カレーがガレオン市民に受け入れられ始めて1月が過ぎたのだから、真似する者が現れるのはごく自然な流れであった。
「流石ね……毎日毎日飽きもせずよく食べに来るとは思っていたけど……1月で完璧にコピーするどころか、上回ってくるとは……」
ミオリは感心する。1人の客が毎日のようじっくり味わってカレーを食べて何事かメモしていたのはわかっていたが、それがガレオンの街のシェフだったとは思いもしなかった。
「値段なら向こうの方がわずかに上だけどな。ただ、味を求める客があっちに流れちまったのが痛いなぁ……」
モイの努力で安価に仕入れた食材を使っている「トーヤのカレー」に比べれば、ライバル店は味にこだわって高価な食材を使っているらしい。その分が値段に跳ね返っているのがミオリたちには救いではあるが……。
「とにかく、今までのように漫然と売っているだけじゃ、期限内に12万は無理よ」
ミオリがバンと売上表を叩く。
「……村に使いを出そうぜ。時間かければ12万は行けるんだろ。とりあえず村長たちに金を出してもらって、後で返すことにすれば……」
「それは最後の手段にしたいわね……」
ミオリが反対する。
「出させる金額が小さければ小さく、先の見通しが明るければ明るいほど説得は楽よ。村までとにかく急げば6日。往復と交渉の時間を考えて……15日前まで様子を見ましょう。今行ったら最低でも3万は引っ張ってこないと、いけないけど……それは難しいでしょう? 15日前までに得られた売上表を持って村に駆け帰って……そうすれば説得の労力は小さくなる」
「1万ぐらいならカンパで何とかなるんじゃねぇかな。俺の貯金も1000はあったし……」
意外と堅実派のギエンは、せこせこと金を貯めるのが楽しみだったりする。今回のカレー屋の経営も案外楽しんでいる1人だった。
「なんで持ってこないのよ、それ!」
「こんな長旅になるなんて思ってなかっただろうが!」
元々は、歩いて3日の村までトーヤに会いに行くだけのつもりだったのだ。それが勢い任せにガレオンでカレー屋を開く羽目になっているのである。ギエンは己の運命が不思議だった。
「……とにかく、ただカレー売っているだけじゃダメよ。新しい商品を売り出しましょう!」
「……何かあるのか?」
ギエンとモイは訝し気だ。というかその顔は「そんなもんあるなら最初から出せ」と雄弁に語っていた。
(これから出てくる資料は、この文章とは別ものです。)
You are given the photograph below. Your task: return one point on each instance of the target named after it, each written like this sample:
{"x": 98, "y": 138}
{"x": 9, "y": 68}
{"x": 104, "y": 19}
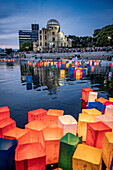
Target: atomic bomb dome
{"x": 51, "y": 37}
{"x": 53, "y": 22}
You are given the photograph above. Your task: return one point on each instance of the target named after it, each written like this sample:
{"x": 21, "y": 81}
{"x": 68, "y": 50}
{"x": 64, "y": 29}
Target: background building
{"x": 29, "y": 35}
{"x": 51, "y": 37}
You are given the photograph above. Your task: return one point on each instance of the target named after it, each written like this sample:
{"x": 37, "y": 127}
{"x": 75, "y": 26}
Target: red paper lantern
{"x": 95, "y": 134}
{"x": 52, "y": 140}
{"x": 6, "y": 125}
{"x": 39, "y": 114}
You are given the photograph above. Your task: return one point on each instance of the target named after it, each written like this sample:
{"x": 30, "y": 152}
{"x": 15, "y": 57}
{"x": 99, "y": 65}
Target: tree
{"x": 101, "y": 36}
{"x": 26, "y": 46}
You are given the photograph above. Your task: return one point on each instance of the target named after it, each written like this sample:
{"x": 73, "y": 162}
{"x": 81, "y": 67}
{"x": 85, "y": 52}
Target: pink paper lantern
{"x": 30, "y": 157}
{"x": 39, "y": 114}
{"x": 85, "y": 94}
{"x": 95, "y": 134}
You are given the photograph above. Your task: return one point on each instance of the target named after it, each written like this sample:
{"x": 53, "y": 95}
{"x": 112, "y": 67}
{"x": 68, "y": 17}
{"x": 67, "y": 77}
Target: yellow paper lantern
{"x": 92, "y": 96}
{"x": 107, "y": 149}
{"x": 68, "y": 124}
{"x": 87, "y": 158}
{"x": 93, "y": 112}
{"x": 82, "y": 124}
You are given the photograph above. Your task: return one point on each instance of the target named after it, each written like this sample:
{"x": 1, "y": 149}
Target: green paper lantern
{"x": 68, "y": 144}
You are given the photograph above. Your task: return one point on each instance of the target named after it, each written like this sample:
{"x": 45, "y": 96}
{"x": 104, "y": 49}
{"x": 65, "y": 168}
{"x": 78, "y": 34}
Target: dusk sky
{"x": 76, "y": 17}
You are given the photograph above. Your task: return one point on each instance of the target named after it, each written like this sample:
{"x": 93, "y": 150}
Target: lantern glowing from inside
{"x": 52, "y": 116}
{"x": 92, "y": 96}
{"x": 52, "y": 140}
{"x": 109, "y": 110}
{"x": 107, "y": 149}
{"x": 37, "y": 126}
{"x": 97, "y": 105}
{"x": 39, "y": 114}
{"x": 82, "y": 124}
{"x": 4, "y": 112}
{"x": 101, "y": 100}
{"x": 15, "y": 133}
{"x": 7, "y": 154}
{"x": 85, "y": 94}
{"x": 105, "y": 119}
{"x": 30, "y": 156}
{"x": 68, "y": 144}
{"x": 6, "y": 125}
{"x": 87, "y": 157}
{"x": 111, "y": 99}
{"x": 95, "y": 134}
{"x": 93, "y": 112}
{"x": 68, "y": 124}
{"x": 62, "y": 73}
「ふふふ……兄貴はこう言っていたわ! 『カレーには小麦粉の麺も合う』って! 試しに作ったのがこれよ!」
どん、と出されたその皿には……でろんとした麺がカレーにまみれて乗っかっていた。
恐る恐るギエンとモイがその物体を口に運ぶ。
「……予想通りの味だな」
「別に言うほど旨くもないと思うが……」
「ぐぬぅぅぅ……」
トーヤが「カレーうどん」の開発を諦めたのは、出汁と醤油の調達がどうしても無理だったからである。そんなことを知らないミオリには、なぜイマイチうまくいかないのかわからなかった。
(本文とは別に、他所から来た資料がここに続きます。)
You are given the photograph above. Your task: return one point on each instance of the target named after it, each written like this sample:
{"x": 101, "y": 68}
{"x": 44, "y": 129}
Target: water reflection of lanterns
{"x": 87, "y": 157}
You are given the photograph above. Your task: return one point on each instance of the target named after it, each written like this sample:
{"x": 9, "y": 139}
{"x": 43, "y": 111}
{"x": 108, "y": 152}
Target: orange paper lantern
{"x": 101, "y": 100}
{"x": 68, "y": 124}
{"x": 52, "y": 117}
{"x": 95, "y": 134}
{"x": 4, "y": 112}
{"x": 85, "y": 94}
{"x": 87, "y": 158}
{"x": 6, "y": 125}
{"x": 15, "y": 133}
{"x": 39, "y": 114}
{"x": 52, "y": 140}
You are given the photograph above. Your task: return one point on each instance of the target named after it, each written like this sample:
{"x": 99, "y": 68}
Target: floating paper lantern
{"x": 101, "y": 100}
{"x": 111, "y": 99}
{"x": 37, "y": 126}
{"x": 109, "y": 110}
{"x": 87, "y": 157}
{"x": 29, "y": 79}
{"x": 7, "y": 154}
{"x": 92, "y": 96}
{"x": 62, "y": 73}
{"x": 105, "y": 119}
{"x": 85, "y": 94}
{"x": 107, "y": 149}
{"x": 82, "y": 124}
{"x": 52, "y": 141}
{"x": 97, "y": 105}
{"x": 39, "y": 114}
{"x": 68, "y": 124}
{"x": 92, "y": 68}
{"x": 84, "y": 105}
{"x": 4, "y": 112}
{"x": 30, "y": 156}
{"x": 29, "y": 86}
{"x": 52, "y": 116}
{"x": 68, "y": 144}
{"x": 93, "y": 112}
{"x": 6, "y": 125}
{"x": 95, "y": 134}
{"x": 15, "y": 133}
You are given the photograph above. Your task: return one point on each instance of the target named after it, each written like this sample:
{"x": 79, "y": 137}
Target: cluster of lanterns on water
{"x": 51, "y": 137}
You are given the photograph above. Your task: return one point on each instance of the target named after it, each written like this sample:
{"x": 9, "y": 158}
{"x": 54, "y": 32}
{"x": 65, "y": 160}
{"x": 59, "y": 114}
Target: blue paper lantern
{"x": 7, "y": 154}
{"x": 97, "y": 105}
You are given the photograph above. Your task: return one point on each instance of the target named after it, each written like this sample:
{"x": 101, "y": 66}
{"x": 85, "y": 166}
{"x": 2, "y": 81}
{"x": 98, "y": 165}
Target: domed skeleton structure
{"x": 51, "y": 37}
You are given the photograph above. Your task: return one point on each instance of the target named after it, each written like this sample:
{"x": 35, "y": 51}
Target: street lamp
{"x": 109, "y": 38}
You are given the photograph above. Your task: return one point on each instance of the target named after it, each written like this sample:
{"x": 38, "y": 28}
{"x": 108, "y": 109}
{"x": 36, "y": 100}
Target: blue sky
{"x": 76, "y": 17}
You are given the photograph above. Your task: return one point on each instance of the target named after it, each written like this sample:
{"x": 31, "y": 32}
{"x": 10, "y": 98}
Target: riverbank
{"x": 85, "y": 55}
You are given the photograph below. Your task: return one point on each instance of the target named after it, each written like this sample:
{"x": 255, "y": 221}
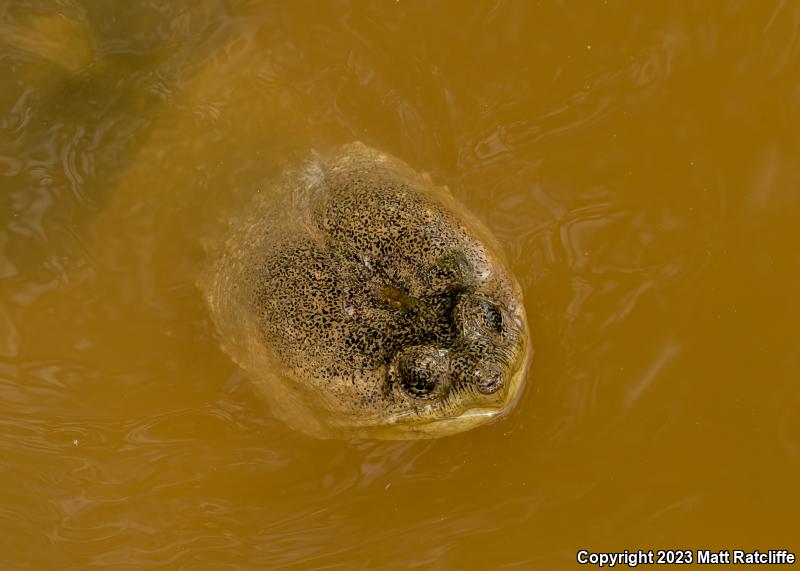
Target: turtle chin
{"x": 440, "y": 391}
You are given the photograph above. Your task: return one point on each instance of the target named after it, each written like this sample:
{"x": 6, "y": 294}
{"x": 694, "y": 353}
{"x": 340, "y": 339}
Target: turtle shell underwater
{"x": 366, "y": 302}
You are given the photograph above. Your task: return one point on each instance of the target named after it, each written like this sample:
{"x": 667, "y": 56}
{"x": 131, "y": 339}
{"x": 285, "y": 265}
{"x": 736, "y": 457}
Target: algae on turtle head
{"x": 366, "y": 302}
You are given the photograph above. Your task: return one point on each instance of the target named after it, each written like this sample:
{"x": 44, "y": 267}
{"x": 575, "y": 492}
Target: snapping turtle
{"x": 365, "y": 301}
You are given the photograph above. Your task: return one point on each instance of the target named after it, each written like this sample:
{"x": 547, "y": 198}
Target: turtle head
{"x": 466, "y": 378}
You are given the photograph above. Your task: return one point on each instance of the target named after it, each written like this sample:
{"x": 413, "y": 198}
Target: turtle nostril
{"x": 489, "y": 380}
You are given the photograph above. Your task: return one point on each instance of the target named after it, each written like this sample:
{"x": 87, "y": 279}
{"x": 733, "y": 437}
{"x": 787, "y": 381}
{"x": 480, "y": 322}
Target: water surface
{"x": 638, "y": 162}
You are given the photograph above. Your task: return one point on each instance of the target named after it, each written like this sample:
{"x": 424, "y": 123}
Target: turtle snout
{"x": 423, "y": 372}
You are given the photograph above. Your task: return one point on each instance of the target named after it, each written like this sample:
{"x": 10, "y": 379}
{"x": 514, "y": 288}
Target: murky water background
{"x": 638, "y": 161}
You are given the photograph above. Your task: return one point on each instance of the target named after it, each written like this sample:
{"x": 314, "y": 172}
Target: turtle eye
{"x": 476, "y": 314}
{"x": 423, "y": 372}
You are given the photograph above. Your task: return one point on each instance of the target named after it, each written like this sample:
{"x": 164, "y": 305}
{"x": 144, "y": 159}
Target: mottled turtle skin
{"x": 366, "y": 302}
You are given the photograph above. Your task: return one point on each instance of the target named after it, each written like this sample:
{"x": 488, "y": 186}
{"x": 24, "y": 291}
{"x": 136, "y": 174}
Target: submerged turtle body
{"x": 366, "y": 302}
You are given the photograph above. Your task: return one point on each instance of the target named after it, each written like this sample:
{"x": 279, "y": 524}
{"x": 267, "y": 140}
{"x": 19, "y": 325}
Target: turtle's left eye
{"x": 475, "y": 315}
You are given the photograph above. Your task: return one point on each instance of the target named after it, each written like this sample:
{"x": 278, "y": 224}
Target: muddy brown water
{"x": 639, "y": 162}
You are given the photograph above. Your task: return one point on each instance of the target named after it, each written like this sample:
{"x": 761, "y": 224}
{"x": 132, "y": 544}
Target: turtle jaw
{"x": 410, "y": 424}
そんなこんなで「トーヤのカレー」の客足が徐々に鈍り始めた矢先の出来事であった。
「もしもし、少しお尋ねしたいのですが……」
昼下がりになってほとんどの客がはけた頃合い、店番をしていたミオリに何者かが声をかけた。
「はい?」
「この辺りに『トーヤのカレー』なる料理を出す店があると聞いたのですが……」
真っ白で豪奢な服をまとい、複雑な形をした錫杖を握った金髪の少女であった。ミオリがおもわずたじろぐほど高貴なオーラを放っている。
「あ、それならうちですけど……」
応答しつつ、ミオリの頭は高速で回転していた。
(このオーラ……間違いない! 貴族、それも超一流貴族の娘ね!)
「まぁそうですか。それなら、食べさせてもらってもいいでしょうか?」
「はい! もちろんです! こちらへどうぞ!」
少女を促しつつ、ミオリは考える。
(気に入ってもらえたら……何とか名前を聞き出して……『あの超有名貴族お墨付き!』の広告を打ち出して……)
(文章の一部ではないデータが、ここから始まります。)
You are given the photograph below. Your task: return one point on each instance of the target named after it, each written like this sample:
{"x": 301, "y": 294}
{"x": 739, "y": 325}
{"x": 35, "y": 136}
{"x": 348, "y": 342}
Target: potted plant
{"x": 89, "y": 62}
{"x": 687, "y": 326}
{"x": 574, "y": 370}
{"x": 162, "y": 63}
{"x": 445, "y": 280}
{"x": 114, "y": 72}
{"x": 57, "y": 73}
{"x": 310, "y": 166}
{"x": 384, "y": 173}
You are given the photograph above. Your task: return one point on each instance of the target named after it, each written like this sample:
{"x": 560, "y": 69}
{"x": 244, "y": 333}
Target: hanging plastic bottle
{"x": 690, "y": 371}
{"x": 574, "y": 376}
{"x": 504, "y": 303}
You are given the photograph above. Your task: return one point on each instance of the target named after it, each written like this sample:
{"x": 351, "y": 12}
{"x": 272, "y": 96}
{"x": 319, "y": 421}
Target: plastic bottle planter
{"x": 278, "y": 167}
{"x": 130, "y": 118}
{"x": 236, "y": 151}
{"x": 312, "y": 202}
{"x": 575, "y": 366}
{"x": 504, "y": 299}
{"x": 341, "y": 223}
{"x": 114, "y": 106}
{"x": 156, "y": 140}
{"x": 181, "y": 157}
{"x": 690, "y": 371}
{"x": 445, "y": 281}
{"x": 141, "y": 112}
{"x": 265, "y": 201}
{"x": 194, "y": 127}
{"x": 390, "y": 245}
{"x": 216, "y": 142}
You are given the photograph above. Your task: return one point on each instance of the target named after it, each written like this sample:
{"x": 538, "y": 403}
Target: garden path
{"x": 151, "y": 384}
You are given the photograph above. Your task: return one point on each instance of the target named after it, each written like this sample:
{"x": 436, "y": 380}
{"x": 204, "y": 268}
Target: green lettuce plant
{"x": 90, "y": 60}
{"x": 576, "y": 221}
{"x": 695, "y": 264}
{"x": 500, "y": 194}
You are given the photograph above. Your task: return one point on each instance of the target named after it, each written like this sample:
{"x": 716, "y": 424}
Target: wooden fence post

「京也さん、こっちです、こっち。この店で間違っていなかったようです」
「あ、やっぱりそっちか。カレー出す店がもう一軒あるって聞いて迷ってたよ」
「どうでもいいから早く食おうぜ。もう腹ペコだよ」
と、少女が外に向けて声をかける。それに応じて現れたのは2人の人物。
片方は黒髪に中肉中背の青年……少年だろうか? 背にロングソードを背負っているところを見ると護衛らしいが、護衛に不可欠な威圧感と言った物に欠けた、のほほんとした雰囲気の人物である。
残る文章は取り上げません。